My GPU is stuck with the IRQ/79-gk20a_st hang signal

Description

“I have about 2000 Jetson Nano devices using NVIDIA Tegra X1 to run AI models for camera devices. However, after about two years of operation, I am currently experiencing issues with around 20 devices that are encountering GPU hangs. After running for a period, I find that I cannot load the AI model from my firmware to the GPU, and I also see that some interrupts like IRQ/79-gk20a_st are hanging as well. I have tried everything to kill or restart them, but to no avail. The only solution I have is to reboot them, but the issue reoccurs after just 1-2 days. Could you provide me with a solution?”

Environment

root@ubuntu:/home/nano# jetson_release
Software part of jetson-stats 4.2.12 - (c) 2024, Raffaello Bonghi
Model: NVIDIA Jetson Nano Developer Kit - Jetpack 4.6.5 [L4T 32.7.5]
NV Power Mode[0]: MAXN
Serial Number: [XXX Show with: jetson_release -s XXX]
Hardware:

  • P-Number: p3448-0002
  • Module: NVIDIA Jetson Nano module (16Gb eMMC)
    Platform:
  • Distribution: Ubuntu 18.04 Bionic Beaver
  • Release: 4.9.337-tegra
    jtop:
  • Version: 4.2.12
  • Service: Active
    Libraries:
  • CUDA: 10.2.300
  • cuDNN: 8.2.1.32
  • TensorRT: 8.2.1.9
  • VPI: 1.2.3
  • Vulkan: 1.2.70
  • OpenCV: 4.1.1 - with CUDA: NO

Hello,

Thanks for visiting the NVIDIA Developer forums! Your topic will be best served in the Jetson category.

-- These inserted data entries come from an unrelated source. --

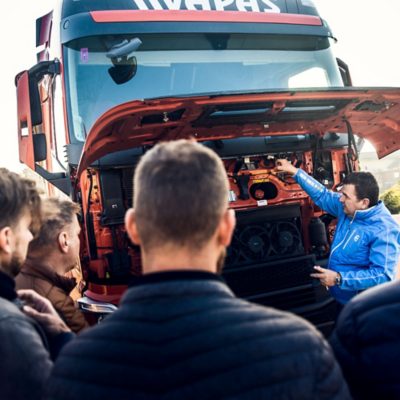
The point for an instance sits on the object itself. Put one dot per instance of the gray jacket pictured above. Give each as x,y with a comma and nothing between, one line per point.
25,360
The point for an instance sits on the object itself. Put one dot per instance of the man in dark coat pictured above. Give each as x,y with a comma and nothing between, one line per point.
366,342
180,333
53,253
26,352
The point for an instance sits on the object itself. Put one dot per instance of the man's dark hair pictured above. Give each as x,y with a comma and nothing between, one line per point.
57,214
366,186
180,194
17,196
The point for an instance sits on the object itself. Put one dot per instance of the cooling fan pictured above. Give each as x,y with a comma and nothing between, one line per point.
254,243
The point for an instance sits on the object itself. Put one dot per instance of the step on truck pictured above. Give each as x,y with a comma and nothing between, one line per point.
254,80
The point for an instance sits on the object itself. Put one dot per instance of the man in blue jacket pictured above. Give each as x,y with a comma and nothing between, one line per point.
366,245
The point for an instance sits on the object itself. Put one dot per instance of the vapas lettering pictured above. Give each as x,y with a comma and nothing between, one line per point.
216,5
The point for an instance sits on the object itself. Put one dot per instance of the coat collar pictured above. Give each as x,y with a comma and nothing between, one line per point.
360,215
43,271
7,287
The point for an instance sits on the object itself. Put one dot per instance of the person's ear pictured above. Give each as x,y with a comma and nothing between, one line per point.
63,242
365,203
6,240
226,227
131,227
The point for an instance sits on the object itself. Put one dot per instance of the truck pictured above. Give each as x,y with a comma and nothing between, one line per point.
254,80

I will move this post over for visibility.

Cheers,
Tom

I don’t see my post in Jetson category.

Could you provude the full log for investigation?

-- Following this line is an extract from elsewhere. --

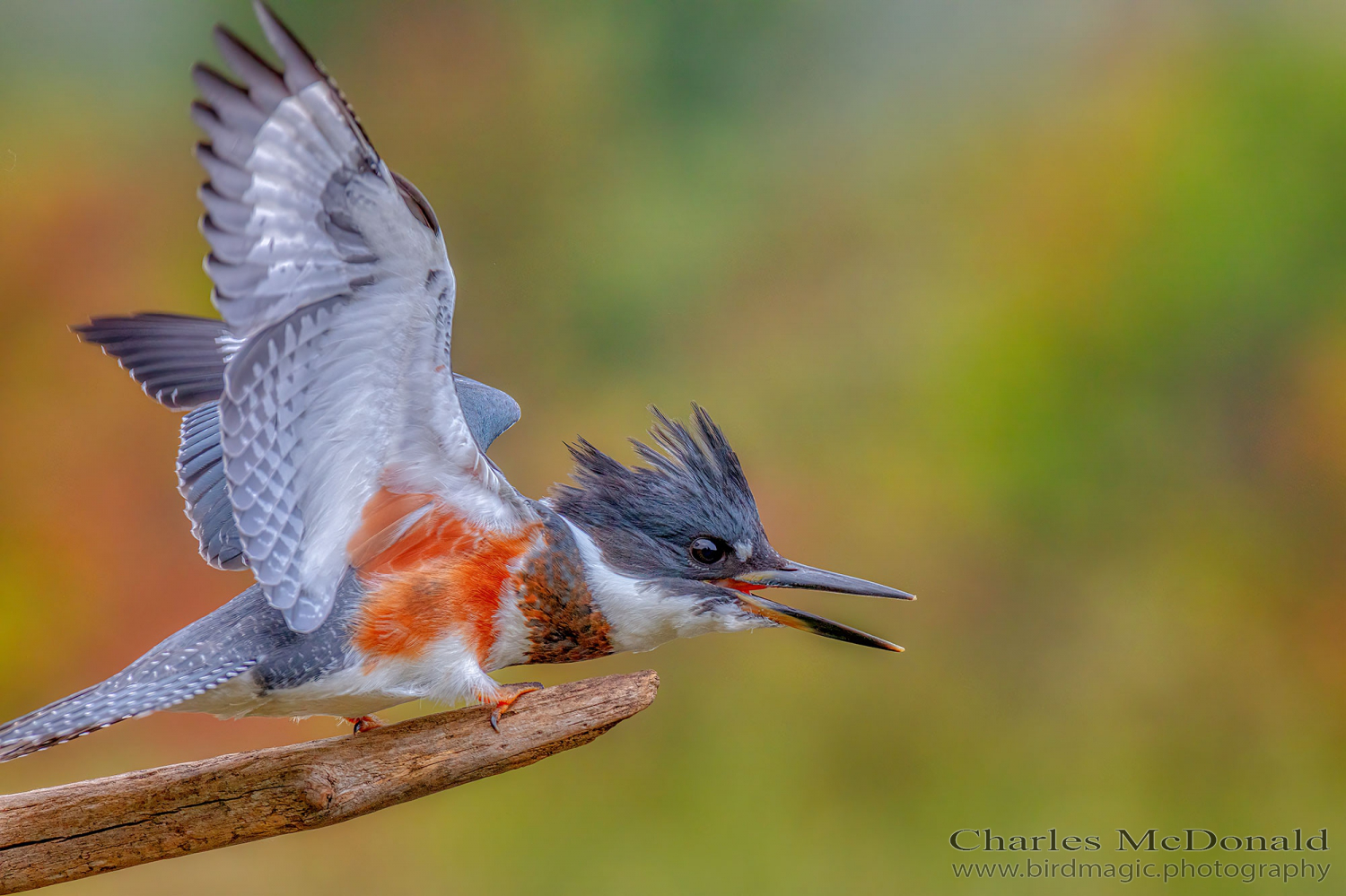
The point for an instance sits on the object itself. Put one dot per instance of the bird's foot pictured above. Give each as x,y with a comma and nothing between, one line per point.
363,723
506,696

Which log do you want to see? I don’t know what to do with it yet.

I further discovered that the crash problem only occurred when my source code encountered cuda error 702 when used for AI processing.

And I guess that after about 2 years, the GPU’s performance decreased, leading to error 702 and it led to the current crash error.